I feel like a horrible wife. My husband and I had a chance to get to bed together early tonight. He wanted to take it. I could tell... he paced around the house, hinted he was bored, tired, etc. Until finally he went off to bed, alone.
I know it would make his night for me to go in there to wake him. To give him an intimate moment that has become rare for us recently. But I doubt I will.
I don't know what's wrong with me. I love him so very much it hurts. And I DO want to have sex with him. I just hate feeling so pressured for it. And he is pressuring me. I guess because basically he is very hard up. His libido seems to be constantly in over drive whereas these days mine barely registers on the charts.

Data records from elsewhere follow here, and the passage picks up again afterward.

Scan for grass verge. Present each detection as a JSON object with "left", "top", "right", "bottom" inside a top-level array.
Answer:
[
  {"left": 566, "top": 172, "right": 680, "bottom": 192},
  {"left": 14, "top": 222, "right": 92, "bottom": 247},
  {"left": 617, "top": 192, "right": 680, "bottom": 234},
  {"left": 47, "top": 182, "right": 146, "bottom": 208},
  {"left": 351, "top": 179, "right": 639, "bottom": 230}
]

We begin to get intimate and my mind starts to wander... to his affair while I was pregnant with my daughter 2 years ago... or, to his recent infidelity in January. You know, I have barely even grasped that he just so recent as JANUARY fucked another woman. Told her he cared for her... formed an email relationship with her. It feels so far removed from our daily life right now that I can't even fathom it.
But at times when I need it to remain in the shadows of my mind, it rears it's ugly head. Reminding me of how untrue he has been to me in the past... laughing at my ignorance, making me feel so small... and sometimes I can't hush those voices in my head - mainly the times when I need to hush them most... as I am lying next to my husband in bed, when he so desperately craves an intimate touch. I feel frozen.
I want his touch. I need it. I want to feel wanted, and loved so deeply that it reaches new heights and emotions... I want to feel like I am the only one he could EVER be with again. Valued like my heart and soul are only surpassed in his heart by our children... and generally I do feel that way... and then comes the pressure.
When it's not him putting sexual pressure on me, it is me putting it on myself. I know he wants sex, therefore when I don't give it to him, I worry he will be inclined to find it elsewhere, causing me stress, and thus this sets up a vicious cycle.
Anyway... I have gotten tired, and am rambling away. Time to go crawl into bed and hopefully get a good nights sleep.